Knowing that this was the work of an experimental post-rock artist and with a cerebral title like ‘Involuntary Memory’, I went into this expecting something far more esoteric and subtle. To my pleasant surprise this is not the work of an introspective impressionist – Mark Di Giovanni (aka Plastic Handgun) launches into each track with gusto, splashing the canvass with bold expressionistic strokes.
The first track almost proves me wrong, but not quite. Yes, it’s called “Introverts”, and yes, it starts out with some low-key loops. And when the vocals arrive they are in the form of feathery dream pop. But wait… Before long the percussion starts kicking up a fuss and making itself known, the music starts twisting in swirls of complexity, a strong riff takes hold and then (gasp) we get a tempo change. And that is the most laid-back of all the tracks. The next track, “Eustachian Tubes”, dives into a noisy electronic beat and at that point any chance of this being some glorified form of elevator music gets heaved out the window.

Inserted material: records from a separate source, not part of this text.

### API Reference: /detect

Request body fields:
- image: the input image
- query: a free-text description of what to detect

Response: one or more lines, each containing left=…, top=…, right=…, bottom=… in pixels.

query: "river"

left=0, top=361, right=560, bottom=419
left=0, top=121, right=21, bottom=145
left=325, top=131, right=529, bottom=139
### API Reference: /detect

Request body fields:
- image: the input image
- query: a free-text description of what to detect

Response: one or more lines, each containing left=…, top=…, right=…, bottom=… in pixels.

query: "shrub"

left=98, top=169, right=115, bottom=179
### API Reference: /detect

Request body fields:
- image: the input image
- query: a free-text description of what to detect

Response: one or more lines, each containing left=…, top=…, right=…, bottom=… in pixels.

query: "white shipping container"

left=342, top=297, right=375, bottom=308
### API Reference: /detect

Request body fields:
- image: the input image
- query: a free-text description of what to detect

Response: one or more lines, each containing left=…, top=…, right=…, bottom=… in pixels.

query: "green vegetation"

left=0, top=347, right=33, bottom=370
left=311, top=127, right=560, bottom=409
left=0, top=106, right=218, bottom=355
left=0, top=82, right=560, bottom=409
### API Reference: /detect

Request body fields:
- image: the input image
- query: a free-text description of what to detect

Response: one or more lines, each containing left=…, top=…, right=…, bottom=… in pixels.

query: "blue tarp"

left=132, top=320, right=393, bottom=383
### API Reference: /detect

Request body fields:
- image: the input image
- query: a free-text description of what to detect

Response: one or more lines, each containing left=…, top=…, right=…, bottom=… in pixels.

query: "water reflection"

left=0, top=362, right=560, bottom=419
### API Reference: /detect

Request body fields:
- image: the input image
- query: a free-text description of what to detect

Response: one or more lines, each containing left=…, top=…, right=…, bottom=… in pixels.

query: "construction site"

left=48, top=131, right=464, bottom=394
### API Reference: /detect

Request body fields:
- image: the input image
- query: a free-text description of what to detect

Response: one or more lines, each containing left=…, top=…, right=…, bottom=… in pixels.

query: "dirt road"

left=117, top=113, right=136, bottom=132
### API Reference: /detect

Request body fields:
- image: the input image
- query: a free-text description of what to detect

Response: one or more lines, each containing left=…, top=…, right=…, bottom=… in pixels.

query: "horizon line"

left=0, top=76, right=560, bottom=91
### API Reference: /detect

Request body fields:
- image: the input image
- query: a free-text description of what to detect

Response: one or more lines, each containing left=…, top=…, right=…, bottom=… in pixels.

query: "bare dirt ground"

I have no idea what the significance is of any of the song titles (“Three Wolf Procession”? “Capillary Vessel”?) but that doesn’t matter. This album is all about expression – the expression is the thing, not the meaning behind it. The complex rhythm section in “Lisbon”, the cinematic electric guitar in “Grave Spinning II”, the dramatic up-and-down swoops of “Capillary Vessel” – these are all a pure joy to hear, without need for a back-story or deeper meaning.
Di Giovanni uses vocals sparingly on the album, and when he does use them they are simply another layer in the mix, not a focal point. “The Dust You Kick Up is Too Fine” is perhaps an exception, as it is difficult not to notice his sweetly sung words bouncing around the inside of your skull like a ping pong ball. Still, the singing doesn’t even make an entrance until the midpoint of the song.
Let’s face it, ‘ear worms’ are not always about lines in a song – quite often it’s a riff, a rhythm or a musical passage that gets stuck in our head. Sometimes lyrics can add further depth of appreciation, but at other times it just isn’t important. ‘Involuntary Memories’ is a case of the latter. Dig it.